Every March 17 across America, people don their green attire to celebrate St. Patrick’s Day. Originally a religious observance recognizing the patron saint of Ireland, it has grown into a celebration of all things Irish.
From Shamrock, Texas to Limerick, Maine, America’s 34.7 million Irish-American citizens (along with their friends and neighbors) will watch parades, listen to Irish music, maybe drink some green beer, and enjoy traditional Irish food.

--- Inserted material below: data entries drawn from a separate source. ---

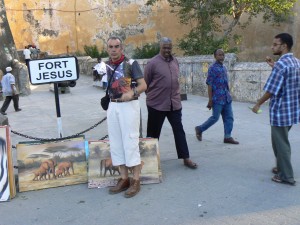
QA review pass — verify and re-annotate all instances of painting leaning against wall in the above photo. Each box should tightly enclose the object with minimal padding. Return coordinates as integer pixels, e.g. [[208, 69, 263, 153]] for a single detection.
[[17, 139, 87, 192], [88, 138, 162, 188]]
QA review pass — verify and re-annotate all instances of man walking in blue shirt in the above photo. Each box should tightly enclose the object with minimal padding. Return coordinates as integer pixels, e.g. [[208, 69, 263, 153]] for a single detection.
[[252, 33, 300, 185], [195, 49, 239, 144]]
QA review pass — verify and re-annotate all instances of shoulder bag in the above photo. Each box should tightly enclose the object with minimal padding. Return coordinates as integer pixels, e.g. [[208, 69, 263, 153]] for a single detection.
[[100, 64, 120, 111]]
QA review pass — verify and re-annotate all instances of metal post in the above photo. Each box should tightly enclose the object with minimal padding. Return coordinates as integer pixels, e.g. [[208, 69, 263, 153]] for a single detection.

- Corned beef: As its name implies, this St. Patrick’s Day staple starts with beef, specifically the brisket cut that is then salt-cured. Ranchers like the Bartak family and the Medlins are among the one million U.S. beef producers who together raise 94 million head of cattle.
- Cabbage: U.S. growers harvest more than 66,000 acres of cabbage for fresh consumption like the stewed or steamed vegetables that will fill the plate come the 17th. Growers like Pete Russell and Dick Tunnell include cabbage in their diversified produce operations.
- Potatoes: While American potato consumption has decreased in recent years, these root vegetables are still a staple on our St. Patrick’s Day plates. Roasted, boiled, mashed or fried, potatoes are a rich source of potassium as well as delivering protein for muscle development and carbohydrates for energy. Farm Credit customer Cole Vculek raises seed potatoes that he sells to his parents who use them to grow a full crop for harvest. Ron and Lisa Blach plant potatoes some years, deciding what to plant based on market demand; Alan Sackett grows his potatoes exclusively for Lays potato chips.
Whether you celebrate St. Patrick’s Day enjoying a plate of Irish food or drinking a green beer, we encourage you to take a moment to appreciate our hardworking farmers and ranchers, and above all, stay safe!